As of April 1991 Adlam had returned to Sydney and he was recalled to the Gordon first grade team for the grade cricket final and took 5 for 45 to help Gordon win its second consecutive premiership. He said after the game "I was surprised to be called up but stoked to be wanted by the club." In November 1992 he was selected for the New South Wales Second XI to replace Richard Stobo, and he was described as having a "strong performance with the ball" which was followed by a "competent effort with the bat" showing his ability as an all-rounder, with him taking 6–27 with the ball and scoring a 50 in his first match against the ACT.

Adlam moved from Gordon to North Sydney for grade cricket in 1993. He made his List A debut for New South Wales in the 1993/94 season playing one match in which he scored 3 runs and did not take a wicket. In October 1994 he was recalled into the NSW List A side, but struggled again scoring 7 runs at an average of 3.5 and taking 2 wickets at an average of 36.5 in his two List A games of the 1994/95 season. He did not play in the 1995/96 season, but was recalled again in the 1996/97 season playing two games and struggling again scoring just one run and taking no wickets.

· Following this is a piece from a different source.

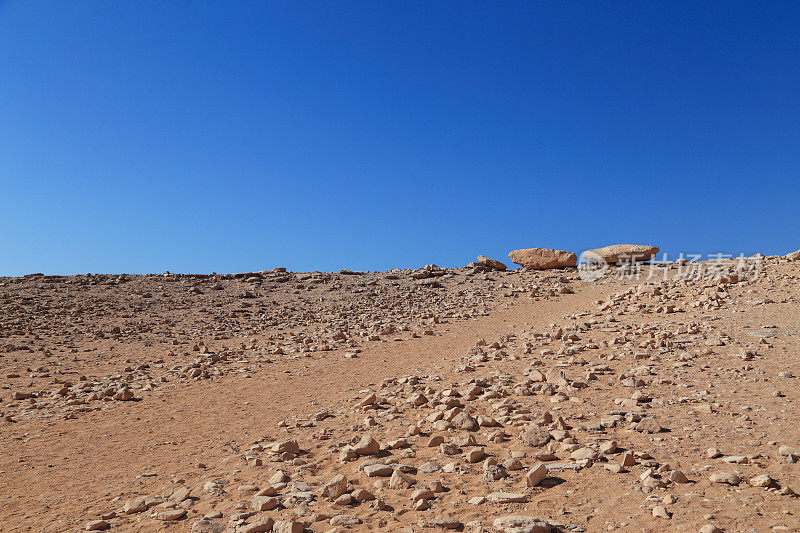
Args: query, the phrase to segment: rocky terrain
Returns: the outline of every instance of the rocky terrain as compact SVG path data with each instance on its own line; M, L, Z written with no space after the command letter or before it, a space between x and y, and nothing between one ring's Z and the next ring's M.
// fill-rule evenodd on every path
M800 254L593 252L0 278L0 530L799 531Z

Adlam moved from North Sydney to Mosman in grade cricket in 1998 and played for Mosman until 2008, playing 200 games for the club and taking over 300 wickets. After his retirement from grade cricket he continued playing for the clubs Masters side and he was still playing as of 2014 when he was named a life member of the club, and he filled in for the Mosman fifth grade side for one game taking 2–6 with the ball in 2016. He was also serving as general manager of the club as of 2014, and as of 2021 he was Junior Division President of the club.